Billy Watts Jr. was agonizing, but no one knew it.
Actually, the problem wasn’t a lack of people who became aware, but a lack of those in positions to intervene. Tragically, it wasn’t until the 17-year-old Renaissance High student’s body was found that his family learned about the alerts. Billy had telegraphed final thoughts hours before his suicide on social media, but his closest relatives had never accessed the anguished cyber-journal.
Dr. Jelani Jabari wants to help parents and guardians prevent more losses like Billy’s. Through his consulting company, Pedagogical Solutions, Jabari educates adults about ways to identify threats that arise through the use of social media and how to protect young people.
With summer’s arrival, students everywhere tend to more heavily engage with friends and acquaintances, using cell phones, tablets and lap tops. Particularly for adolescents too young to drive or stray from home without supervision, school break might be a time to spend hours on end in “chat rooms” or online with strangers.
“There’s a complete digital divide between where adolescents are and where we are,” says Jabari, a former Detroit Public Schools administrator and teacher. “The vast majority of young people are pretty ethical and they do the right thing while they’re online, but there are some who are getting into all kinds of things, and their parents don’t know about these cataclysmic events until they wonder who in the ‘h-e double hockey sticks’ is living in the house with them.”
Known for advising teachers on strategies to deliver curriculum in more engaging ways, Pedagogical Solutions has consulted for schools and districts throughout Michigan, the United States, and as far away as Halifax, Nova Scotia. Jabari says his own status as a father led him to expand from an academic focus and delve into parental awareness of the cyber world.
“Even if your child has never done anything wrong you have to check in and be sure about whom they’re communicating with,” he says.
“If a young person or an adolescent wants to access a particular space badly enough, they’re going to do it. The best way to keep children safe is to develop a comprehensive plan that includes a strong, communicative parent-child relationship coupled with monitoring software on the devices being used.”
Basic parental controls, including monitoring software like Qustudio, aren’t enough, Jabari says. Moms and dads should regularly talk with their kids about what information they share online and what web sites and social media are appropriate. They also should establish a contract with their children that lays out the guidelines they must follow for their protection against online predators and adult material.
In a forthcoming book on the topic, Jabari recommends sharing rules in the form of an acronym, SAFETY:
S – Stay in the tech space. For example, Facebook communication should remain on Facebook, not extending to unauthorized meetings in person.
A – Avoid revealing personal information, like name, phone number, address, or school attended to strangers.
F – Flag any content not suitable.
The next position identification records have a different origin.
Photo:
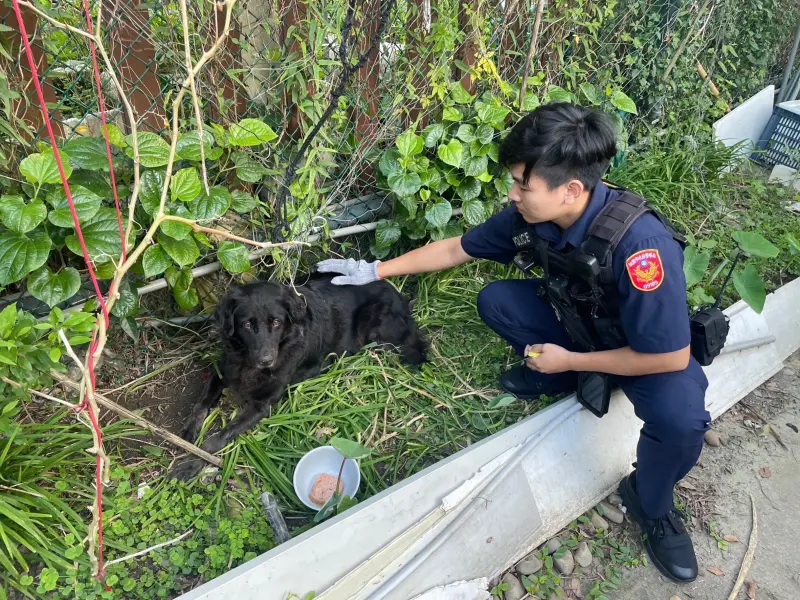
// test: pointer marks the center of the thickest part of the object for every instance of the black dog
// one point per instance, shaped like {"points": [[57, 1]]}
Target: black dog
{"points": [[274, 336]]}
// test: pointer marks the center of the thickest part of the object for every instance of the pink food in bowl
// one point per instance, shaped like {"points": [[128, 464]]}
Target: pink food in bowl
{"points": [[323, 487]]}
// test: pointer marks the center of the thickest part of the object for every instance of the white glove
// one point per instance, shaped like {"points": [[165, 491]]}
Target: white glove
{"points": [[354, 272]]}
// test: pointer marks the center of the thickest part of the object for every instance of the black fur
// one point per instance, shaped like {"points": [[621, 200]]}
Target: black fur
{"points": [[274, 337]]}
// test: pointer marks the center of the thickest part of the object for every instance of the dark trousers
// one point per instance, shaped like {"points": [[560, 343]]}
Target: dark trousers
{"points": [[672, 405]]}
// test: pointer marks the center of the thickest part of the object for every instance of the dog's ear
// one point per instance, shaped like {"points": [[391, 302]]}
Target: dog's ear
{"points": [[225, 312], [295, 304]]}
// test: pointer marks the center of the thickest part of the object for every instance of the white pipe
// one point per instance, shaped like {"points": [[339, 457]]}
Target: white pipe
{"points": [[477, 501]]}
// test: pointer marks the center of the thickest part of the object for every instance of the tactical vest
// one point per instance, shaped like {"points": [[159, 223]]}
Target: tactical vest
{"points": [[580, 284]]}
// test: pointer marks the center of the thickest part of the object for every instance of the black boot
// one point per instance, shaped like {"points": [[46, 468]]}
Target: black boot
{"points": [[525, 385], [667, 541]]}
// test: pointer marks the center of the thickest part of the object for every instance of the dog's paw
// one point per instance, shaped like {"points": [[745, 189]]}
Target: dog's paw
{"points": [[186, 469]]}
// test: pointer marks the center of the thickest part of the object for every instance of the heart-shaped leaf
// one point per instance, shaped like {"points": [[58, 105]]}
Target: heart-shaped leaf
{"points": [[54, 288], [212, 205], [42, 168], [153, 150], [243, 202], [233, 257], [404, 184], [88, 153], [101, 234], [250, 132], [86, 203], [185, 185], [184, 252], [155, 261], [438, 215], [755, 244], [695, 263], [750, 286], [152, 185], [20, 216], [451, 153], [387, 233], [349, 448], [622, 101], [20, 254]]}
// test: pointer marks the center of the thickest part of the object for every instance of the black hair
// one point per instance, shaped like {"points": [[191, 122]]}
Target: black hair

If someone tries to send or share something inappropriate, alert a parent or guardian.
E – Empower yourself by learning as much as you can about ways someone might harm or exploit you online, such as requesting inappropriate photos or videos that can be broadly distributed.
T – Tell a trustworthy adult if you’re being harassed, threatened, or if something online makes you feel uncomfortable.
Y – Yield your right to safely explore tech spaces to no one. Allow your online experience to be positive and productive.
“A lot of this can be massaged based on the child’s age,” Jabari says.
Traditional parenting and family bonding through communication and trust-building more effectively translates to safety in tech spaces than relying on cyber-safeguards, he adds.
“Young people are incredibly savvy about how to get around parental controls,” such as logging into social media sites by using a friend’s password, says Jabari. “It’s imperative for us to build that strong, communicative relationship where we’re not just warning them about the dangers, but also sharing dialogue.”
While Jabari’s recommendations can be applied year-around, Sisters Code founder and tech strategist Marlin Page agrees summer months present unique opportunities for dangerous exposure through social media.
“It definitely increases while school is out, and I think it’s also the time when you see a spike in questionable behavior online,” says Page.
Page, who instructs parents and youth in technology workshops, says summer is often when “risqué” moves, like posting indecent photos, cause youth to jeopardize their own future.
“I tell my daughter, who’s about to graduate, that scholarship scouts are working,” she says, “checking your Twitter and your social media.”
Encouraging offline activity, like exercise or outings, is important, too, adds Page.
Jabari says genuine interest and concern translate well with youth.
“I have a big heart for young people,” he says. “They deserve our very best.”